Pregnancy Clinical Trial
Official title:
Diagnosis and Management of Intrauterine Growth Restriction, Structural Anomalies and Chromosomal Anomalies: A Prospective Cohort Study
The purpose of this prospective cohort study is to build a large platform that includes clinical information (prenatal diagnosis and postnatal follow-up data) and biological specimen banks of fetuses/infants with IUGR or congenital anomalies, which provide vital support and research foundation for accurate diagnosis, precision treatment and meticulous management.
Intrauterine growth restriction (IUGR) and congenital anomalies are one of the important
reasons for infant and childhood death, which carry a high burden to affected individuals and
their families. The detection rates are increasing with the improving diagnostic techniques.
There are several cohorts mentioning the screening of these diseases during pregnancy.
However, at present there have been no reported relevant cohorts that study from intrauterine
to extrauterine period to understand and research the occurrence and development of IUGR and
congenital anomalies as well as the relationship between IUGR and the presence of congenital
anomalies. So in this study, the investigators aim to conduct large-sample prospective cohort
study based on clinical data and biological samples to observe the occurrences, progression
and clinical outcomes of IUGR and congenital anomalies, and investigate factors, pathogenesis
and prognostic biomarkers of these diseases. These results can play an important role in
preventing the occurrence of IUGR and congenital anomalies, promoting prognosis and guiding
the clinical treatments.
All pregnant women or neonates/infants who present to Guangzhou Women and Children's Medical
Center with the diagnoses of IUGR or congenital anomalies (including congenital malformation,
deformations, disruptions, dysplasia and chromosomal anomalies) are eligible to participate
in the study. Investigators will use routine obstetrical ultrasound to evaluate the growths
and developments of fetuses during pregnancy. Investigators will collect dietary habits,
exposures (the usage of medicine, exposure to contaminants), maternal history and history of
disease, imaging data from the pregnant women who are prenatally diagnosed with fetus having
IUGR or congenital anomalies. Afterbirth, the neonates will receive appropriate treatment.

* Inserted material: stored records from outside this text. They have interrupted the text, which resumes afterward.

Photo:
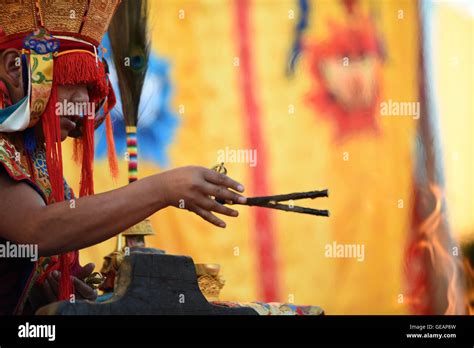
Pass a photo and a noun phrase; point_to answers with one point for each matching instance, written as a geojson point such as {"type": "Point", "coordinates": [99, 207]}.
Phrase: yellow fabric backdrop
{"type": "Point", "coordinates": [364, 191]}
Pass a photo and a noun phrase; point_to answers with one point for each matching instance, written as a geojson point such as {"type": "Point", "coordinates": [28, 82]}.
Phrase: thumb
{"type": "Point", "coordinates": [86, 270]}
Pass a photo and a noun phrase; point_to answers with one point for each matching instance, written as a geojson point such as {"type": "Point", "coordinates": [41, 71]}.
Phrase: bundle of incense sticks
{"type": "Point", "coordinates": [273, 202]}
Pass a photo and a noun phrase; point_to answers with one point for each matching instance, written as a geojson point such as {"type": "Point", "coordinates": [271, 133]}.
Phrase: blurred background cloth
{"type": "Point", "coordinates": [224, 76]}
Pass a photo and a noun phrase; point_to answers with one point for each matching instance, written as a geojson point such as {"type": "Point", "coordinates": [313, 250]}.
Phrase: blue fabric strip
{"type": "Point", "coordinates": [5, 113]}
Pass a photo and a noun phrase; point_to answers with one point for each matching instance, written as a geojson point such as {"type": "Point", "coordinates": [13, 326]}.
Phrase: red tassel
{"type": "Point", "coordinates": [77, 151]}
{"type": "Point", "coordinates": [54, 163]}
{"type": "Point", "coordinates": [111, 154]}
{"type": "Point", "coordinates": [87, 180]}
{"type": "Point", "coordinates": [81, 68]}
{"type": "Point", "coordinates": [71, 69]}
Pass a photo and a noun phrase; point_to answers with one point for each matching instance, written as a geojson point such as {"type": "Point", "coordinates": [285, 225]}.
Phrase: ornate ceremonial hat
{"type": "Point", "coordinates": [58, 43]}
{"type": "Point", "coordinates": [84, 19]}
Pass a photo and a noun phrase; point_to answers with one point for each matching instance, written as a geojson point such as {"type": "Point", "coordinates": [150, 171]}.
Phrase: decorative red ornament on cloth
{"type": "Point", "coordinates": [61, 49]}
{"type": "Point", "coordinates": [346, 70]}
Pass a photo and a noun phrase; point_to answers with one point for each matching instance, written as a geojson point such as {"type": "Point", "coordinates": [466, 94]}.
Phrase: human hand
{"type": "Point", "coordinates": [191, 188]}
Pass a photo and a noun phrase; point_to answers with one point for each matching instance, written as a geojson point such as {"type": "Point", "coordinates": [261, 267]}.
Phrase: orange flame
{"type": "Point", "coordinates": [446, 265]}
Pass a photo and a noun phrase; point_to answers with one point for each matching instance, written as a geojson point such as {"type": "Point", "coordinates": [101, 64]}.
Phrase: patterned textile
{"type": "Point", "coordinates": [18, 275]}
{"type": "Point", "coordinates": [30, 168]}
{"type": "Point", "coordinates": [274, 308]}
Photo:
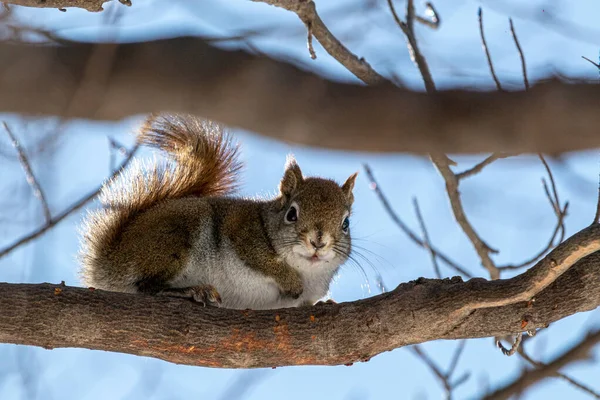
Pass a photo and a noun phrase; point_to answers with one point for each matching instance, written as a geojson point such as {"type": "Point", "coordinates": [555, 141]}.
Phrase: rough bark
{"type": "Point", "coordinates": [183, 332]}
{"type": "Point", "coordinates": [109, 82]}
{"type": "Point", "coordinates": [90, 5]}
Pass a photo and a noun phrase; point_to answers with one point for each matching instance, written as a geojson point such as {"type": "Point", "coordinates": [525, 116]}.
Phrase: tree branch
{"type": "Point", "coordinates": [579, 352]}
{"type": "Point", "coordinates": [307, 12]}
{"type": "Point", "coordinates": [279, 101]}
{"type": "Point", "coordinates": [331, 334]}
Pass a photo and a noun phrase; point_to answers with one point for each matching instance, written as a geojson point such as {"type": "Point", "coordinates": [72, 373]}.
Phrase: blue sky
{"type": "Point", "coordinates": [506, 203]}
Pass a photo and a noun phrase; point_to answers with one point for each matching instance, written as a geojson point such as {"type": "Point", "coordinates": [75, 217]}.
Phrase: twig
{"type": "Point", "coordinates": [408, 30]}
{"type": "Point", "coordinates": [74, 207]}
{"type": "Point", "coordinates": [597, 216]}
{"type": "Point", "coordinates": [443, 377]}
{"type": "Point", "coordinates": [487, 52]}
{"type": "Point", "coordinates": [311, 49]}
{"type": "Point", "coordinates": [482, 248]}
{"type": "Point", "coordinates": [560, 375]}
{"type": "Point", "coordinates": [593, 63]}
{"type": "Point", "coordinates": [477, 168]}
{"type": "Point", "coordinates": [521, 55]}
{"type": "Point", "coordinates": [411, 234]}
{"type": "Point", "coordinates": [307, 12]}
{"type": "Point", "coordinates": [559, 211]}
{"type": "Point", "coordinates": [31, 179]}
{"type": "Point", "coordinates": [426, 240]}
{"type": "Point", "coordinates": [514, 347]}
{"type": "Point", "coordinates": [432, 23]}
{"type": "Point", "coordinates": [578, 352]}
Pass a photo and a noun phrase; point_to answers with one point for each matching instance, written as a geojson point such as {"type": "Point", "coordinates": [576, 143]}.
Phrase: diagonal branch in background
{"type": "Point", "coordinates": [328, 334]}
{"type": "Point", "coordinates": [307, 12]}
{"type": "Point", "coordinates": [64, 214]}
{"type": "Point", "coordinates": [31, 179]}
{"type": "Point", "coordinates": [307, 109]}
{"type": "Point", "coordinates": [579, 352]}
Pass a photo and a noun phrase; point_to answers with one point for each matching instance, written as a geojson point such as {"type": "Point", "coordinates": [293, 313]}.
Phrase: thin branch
{"type": "Point", "coordinates": [521, 55]}
{"type": "Point", "coordinates": [433, 22]}
{"type": "Point", "coordinates": [559, 211]}
{"type": "Point", "coordinates": [597, 216]}
{"type": "Point", "coordinates": [593, 63]}
{"type": "Point", "coordinates": [435, 369]}
{"type": "Point", "coordinates": [487, 52]}
{"type": "Point", "coordinates": [483, 249]}
{"type": "Point", "coordinates": [403, 227]}
{"type": "Point", "coordinates": [307, 12]}
{"type": "Point", "coordinates": [579, 352]}
{"type": "Point", "coordinates": [560, 375]}
{"type": "Point", "coordinates": [426, 240]}
{"type": "Point", "coordinates": [31, 179]}
{"type": "Point", "coordinates": [413, 48]}
{"type": "Point", "coordinates": [513, 348]}
{"type": "Point", "coordinates": [480, 166]}
{"type": "Point", "coordinates": [311, 49]}
{"type": "Point", "coordinates": [68, 211]}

Regular physical and neural development examination with a pediatrician to measure growth and
development that has taken place. Data regarding diagnosis, treatment, growth and development
will be collected by intelligent data extraction platforms. Machine learning and statistical
analysis are used to build the diagnostic prediction models to improve the accuracy of
prenatal diagnosis of IUGR and congenital anomalies. In addition, the investigators will
estimate the burden on individuals and families by evaluating the associations between
interventions during pregnancy and after birth and clinical outcomes such as adverse events,
length of hospitalization, hospitalization expenses in abnormal children.

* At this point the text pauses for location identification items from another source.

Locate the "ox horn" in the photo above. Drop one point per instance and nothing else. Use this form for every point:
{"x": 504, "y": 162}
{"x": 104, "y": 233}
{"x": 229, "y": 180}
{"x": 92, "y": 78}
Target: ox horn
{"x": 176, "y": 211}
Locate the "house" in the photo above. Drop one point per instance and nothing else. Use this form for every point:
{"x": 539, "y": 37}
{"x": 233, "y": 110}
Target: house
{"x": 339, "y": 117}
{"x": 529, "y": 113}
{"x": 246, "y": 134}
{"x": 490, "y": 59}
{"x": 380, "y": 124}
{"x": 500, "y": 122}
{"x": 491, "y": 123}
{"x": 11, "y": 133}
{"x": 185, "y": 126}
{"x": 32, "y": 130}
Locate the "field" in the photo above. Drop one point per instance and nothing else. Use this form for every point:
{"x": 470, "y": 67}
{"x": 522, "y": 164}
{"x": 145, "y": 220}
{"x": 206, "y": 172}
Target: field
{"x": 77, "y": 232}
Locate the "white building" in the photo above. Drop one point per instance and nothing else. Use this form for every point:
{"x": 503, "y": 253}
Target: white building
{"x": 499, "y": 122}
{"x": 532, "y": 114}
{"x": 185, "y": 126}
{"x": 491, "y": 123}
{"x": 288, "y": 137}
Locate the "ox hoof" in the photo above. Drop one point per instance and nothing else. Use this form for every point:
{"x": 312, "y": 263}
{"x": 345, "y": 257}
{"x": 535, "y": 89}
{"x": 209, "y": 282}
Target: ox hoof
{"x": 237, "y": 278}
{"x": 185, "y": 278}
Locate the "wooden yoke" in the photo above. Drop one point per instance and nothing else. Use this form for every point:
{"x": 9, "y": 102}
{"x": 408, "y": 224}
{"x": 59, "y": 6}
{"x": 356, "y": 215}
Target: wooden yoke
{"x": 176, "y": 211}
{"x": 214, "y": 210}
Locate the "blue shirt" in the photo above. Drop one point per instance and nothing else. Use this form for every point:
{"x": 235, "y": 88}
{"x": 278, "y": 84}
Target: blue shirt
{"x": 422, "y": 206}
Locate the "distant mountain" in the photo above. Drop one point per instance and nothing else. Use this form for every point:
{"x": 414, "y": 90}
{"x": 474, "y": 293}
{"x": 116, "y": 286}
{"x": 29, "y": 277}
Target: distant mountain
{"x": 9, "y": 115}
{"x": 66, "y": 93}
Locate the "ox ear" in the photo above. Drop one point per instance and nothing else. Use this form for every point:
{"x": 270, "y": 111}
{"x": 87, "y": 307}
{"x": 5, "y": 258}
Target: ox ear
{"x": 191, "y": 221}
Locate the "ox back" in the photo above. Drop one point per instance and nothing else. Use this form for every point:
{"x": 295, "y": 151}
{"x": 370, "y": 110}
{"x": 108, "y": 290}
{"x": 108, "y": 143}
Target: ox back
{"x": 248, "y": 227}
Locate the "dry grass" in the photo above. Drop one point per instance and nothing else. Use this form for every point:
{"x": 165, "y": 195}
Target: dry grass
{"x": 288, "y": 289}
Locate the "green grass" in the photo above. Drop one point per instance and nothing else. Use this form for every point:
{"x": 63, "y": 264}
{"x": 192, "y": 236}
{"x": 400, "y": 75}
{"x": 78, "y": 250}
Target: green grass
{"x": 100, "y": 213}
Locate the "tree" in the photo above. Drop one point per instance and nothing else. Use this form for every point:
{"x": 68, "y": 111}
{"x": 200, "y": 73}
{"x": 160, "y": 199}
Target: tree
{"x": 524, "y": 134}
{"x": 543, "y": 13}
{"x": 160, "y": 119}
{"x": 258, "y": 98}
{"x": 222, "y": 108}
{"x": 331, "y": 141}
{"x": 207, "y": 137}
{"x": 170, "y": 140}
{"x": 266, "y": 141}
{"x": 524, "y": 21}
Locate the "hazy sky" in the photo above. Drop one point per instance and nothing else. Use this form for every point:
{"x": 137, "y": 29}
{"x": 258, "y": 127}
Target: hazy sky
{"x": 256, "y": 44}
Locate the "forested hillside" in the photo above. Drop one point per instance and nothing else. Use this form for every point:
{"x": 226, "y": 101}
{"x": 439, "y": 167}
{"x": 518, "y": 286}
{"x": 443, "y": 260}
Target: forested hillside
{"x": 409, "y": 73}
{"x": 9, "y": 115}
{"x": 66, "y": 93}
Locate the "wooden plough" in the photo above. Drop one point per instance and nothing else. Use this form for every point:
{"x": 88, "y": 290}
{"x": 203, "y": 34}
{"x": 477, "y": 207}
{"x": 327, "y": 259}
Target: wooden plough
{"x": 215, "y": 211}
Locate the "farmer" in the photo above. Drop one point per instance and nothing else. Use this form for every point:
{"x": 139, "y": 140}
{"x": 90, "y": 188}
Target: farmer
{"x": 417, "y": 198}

In particular, maternal blood, placenta, cord blood, child' blood, urine, stool and tissue
and other specimens during hospitalization and outpatient clinical visit will be collected
and stored in the biospecimen bank. biospecimen bank is managed by special accounts to ensure
the correct and ethical usage of specimens. Investigators hope to identify some markers that
impact the prognosis of IUGR and congenital anomalies by analyzing the prenatal and postnatal
serologic data. Genetic testing will be done on some fetuses to help identify the
pathogenesis and the most appropriate treatment.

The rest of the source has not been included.